The chief turned to look at him. “I’m kinda hopin’ they’re right. Mebbe they can find that fella for me. Sure do wanna talk to him ‘bout Willa Newdale.” The chief bent closer to speak into his ear. “Did ya know Willa?”

“I don’t think so,” lied Riley.

The chief continued to lean close to Riley, searching his face. “We never had a chance to finish talkin’ ‘bout how come a professor is workin’ over at the diner, did we? Sure like to hear your life’s story one of these days.”

Riley felt his heartbeat rising. “Okay.”

“Maybe I’ll drop by for lunch or somethin’ after we get a handle on all this.” The chief waved toward the crowd and Riley followed the gesture, relieved to look away from his searching eyes.

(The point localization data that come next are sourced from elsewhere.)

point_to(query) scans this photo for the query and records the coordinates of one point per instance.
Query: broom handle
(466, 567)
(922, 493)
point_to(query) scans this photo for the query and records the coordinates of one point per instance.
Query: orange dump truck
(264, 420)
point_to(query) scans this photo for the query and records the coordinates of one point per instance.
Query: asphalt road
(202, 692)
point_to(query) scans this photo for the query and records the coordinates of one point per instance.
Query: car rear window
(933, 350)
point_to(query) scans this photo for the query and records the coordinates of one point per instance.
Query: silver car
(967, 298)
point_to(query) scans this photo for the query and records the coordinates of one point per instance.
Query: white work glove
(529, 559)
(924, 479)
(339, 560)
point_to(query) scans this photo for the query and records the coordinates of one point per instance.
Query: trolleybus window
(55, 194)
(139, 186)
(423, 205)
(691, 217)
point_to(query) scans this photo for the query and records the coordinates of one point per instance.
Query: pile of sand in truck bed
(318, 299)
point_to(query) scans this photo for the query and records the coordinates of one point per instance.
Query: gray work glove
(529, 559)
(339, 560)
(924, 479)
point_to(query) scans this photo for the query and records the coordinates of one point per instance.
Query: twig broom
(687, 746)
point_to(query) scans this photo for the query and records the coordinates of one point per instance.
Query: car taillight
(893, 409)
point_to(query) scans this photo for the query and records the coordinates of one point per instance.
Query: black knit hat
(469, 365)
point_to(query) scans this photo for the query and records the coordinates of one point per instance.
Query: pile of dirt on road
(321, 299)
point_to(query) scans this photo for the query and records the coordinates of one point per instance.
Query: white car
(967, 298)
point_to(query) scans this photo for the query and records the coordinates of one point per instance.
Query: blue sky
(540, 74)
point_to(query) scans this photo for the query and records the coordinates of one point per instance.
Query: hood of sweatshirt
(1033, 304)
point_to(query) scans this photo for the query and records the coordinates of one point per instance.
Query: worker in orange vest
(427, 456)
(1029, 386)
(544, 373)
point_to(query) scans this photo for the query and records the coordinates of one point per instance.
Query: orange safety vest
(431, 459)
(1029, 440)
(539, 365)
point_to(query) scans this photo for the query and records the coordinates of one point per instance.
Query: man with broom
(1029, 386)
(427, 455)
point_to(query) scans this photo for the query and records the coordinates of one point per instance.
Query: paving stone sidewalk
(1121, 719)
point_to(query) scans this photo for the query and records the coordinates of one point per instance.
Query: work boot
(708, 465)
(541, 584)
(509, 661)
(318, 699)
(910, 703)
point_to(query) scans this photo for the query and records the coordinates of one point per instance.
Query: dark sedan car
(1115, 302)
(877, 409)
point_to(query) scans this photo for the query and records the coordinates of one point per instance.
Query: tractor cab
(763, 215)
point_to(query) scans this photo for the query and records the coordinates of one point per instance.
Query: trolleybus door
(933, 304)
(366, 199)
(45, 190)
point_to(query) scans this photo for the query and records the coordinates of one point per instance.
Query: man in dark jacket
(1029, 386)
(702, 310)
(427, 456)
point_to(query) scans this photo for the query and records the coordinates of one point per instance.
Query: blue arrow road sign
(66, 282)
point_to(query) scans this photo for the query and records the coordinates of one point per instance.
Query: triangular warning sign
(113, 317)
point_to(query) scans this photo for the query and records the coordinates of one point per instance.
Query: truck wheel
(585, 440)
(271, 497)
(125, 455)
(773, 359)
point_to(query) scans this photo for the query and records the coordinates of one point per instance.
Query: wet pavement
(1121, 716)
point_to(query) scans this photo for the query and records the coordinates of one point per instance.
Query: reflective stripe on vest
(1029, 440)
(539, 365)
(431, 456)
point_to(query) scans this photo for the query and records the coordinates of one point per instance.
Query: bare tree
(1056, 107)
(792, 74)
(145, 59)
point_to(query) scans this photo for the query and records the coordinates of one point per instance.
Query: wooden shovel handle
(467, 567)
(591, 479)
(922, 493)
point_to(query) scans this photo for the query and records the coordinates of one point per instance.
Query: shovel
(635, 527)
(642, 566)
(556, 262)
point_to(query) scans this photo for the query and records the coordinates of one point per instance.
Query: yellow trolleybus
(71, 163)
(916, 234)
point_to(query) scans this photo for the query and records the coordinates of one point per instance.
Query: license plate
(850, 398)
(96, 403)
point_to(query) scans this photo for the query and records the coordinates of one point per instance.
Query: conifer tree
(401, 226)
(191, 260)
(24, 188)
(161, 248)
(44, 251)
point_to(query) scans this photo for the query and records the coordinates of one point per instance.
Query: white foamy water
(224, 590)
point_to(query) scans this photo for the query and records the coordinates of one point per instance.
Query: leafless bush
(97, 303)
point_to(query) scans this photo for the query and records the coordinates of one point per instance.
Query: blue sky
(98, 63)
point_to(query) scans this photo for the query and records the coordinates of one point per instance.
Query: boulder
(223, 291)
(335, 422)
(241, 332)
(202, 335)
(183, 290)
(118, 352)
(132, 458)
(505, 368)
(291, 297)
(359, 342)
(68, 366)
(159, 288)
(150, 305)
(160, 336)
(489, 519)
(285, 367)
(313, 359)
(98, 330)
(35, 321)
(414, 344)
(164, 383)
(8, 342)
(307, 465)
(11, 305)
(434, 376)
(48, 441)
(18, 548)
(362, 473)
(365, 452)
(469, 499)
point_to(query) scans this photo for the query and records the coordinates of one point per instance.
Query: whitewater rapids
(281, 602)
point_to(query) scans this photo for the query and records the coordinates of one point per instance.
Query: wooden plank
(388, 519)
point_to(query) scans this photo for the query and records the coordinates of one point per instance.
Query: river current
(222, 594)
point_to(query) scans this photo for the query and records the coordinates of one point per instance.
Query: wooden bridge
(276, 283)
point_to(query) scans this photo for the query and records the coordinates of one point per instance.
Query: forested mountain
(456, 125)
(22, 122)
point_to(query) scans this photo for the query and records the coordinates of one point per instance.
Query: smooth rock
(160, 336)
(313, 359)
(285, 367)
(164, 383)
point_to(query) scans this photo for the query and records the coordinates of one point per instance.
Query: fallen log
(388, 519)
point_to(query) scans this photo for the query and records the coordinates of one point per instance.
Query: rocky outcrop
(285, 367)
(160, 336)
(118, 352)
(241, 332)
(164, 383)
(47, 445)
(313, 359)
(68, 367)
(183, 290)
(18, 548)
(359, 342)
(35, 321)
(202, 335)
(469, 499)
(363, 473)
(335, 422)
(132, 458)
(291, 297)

Down below, Riley saw people he recognized from the shelter. He saw the giant from Houston, standing head and shoulders above everyone else. He thought of that night—was it really six months past already?—being manhandled down the street against his will to Henry’s Drug Store, and the helpless fear of knowing he was out of miracles when they had placed so much naked hope in him. He thought of the night before that, giving out the little bit of powder he had found, and the joy on the faces of those few he had cured. The weight had lifted then, for just a little while. He thought of his excitement when he figured out a way to fix everything, a way to make things easier for Hope and Bree, and to help Dylan, the good man who had come to take Riley’s place. He thought of all these homeless alcoholics, who like him had heard that miracles were happening in Maine and staked their lives against the ravenous winter on the hope that it was true. Riley thought of his brief weeks of satisfaction when he foolishly believed he had found a life worth living, and then he thought about five thousand dollars for one dose and the fact that his grand scheme to help the world was yet another blessing that had been forbidden him. He should have known such good fortune would not be granted to a ghost.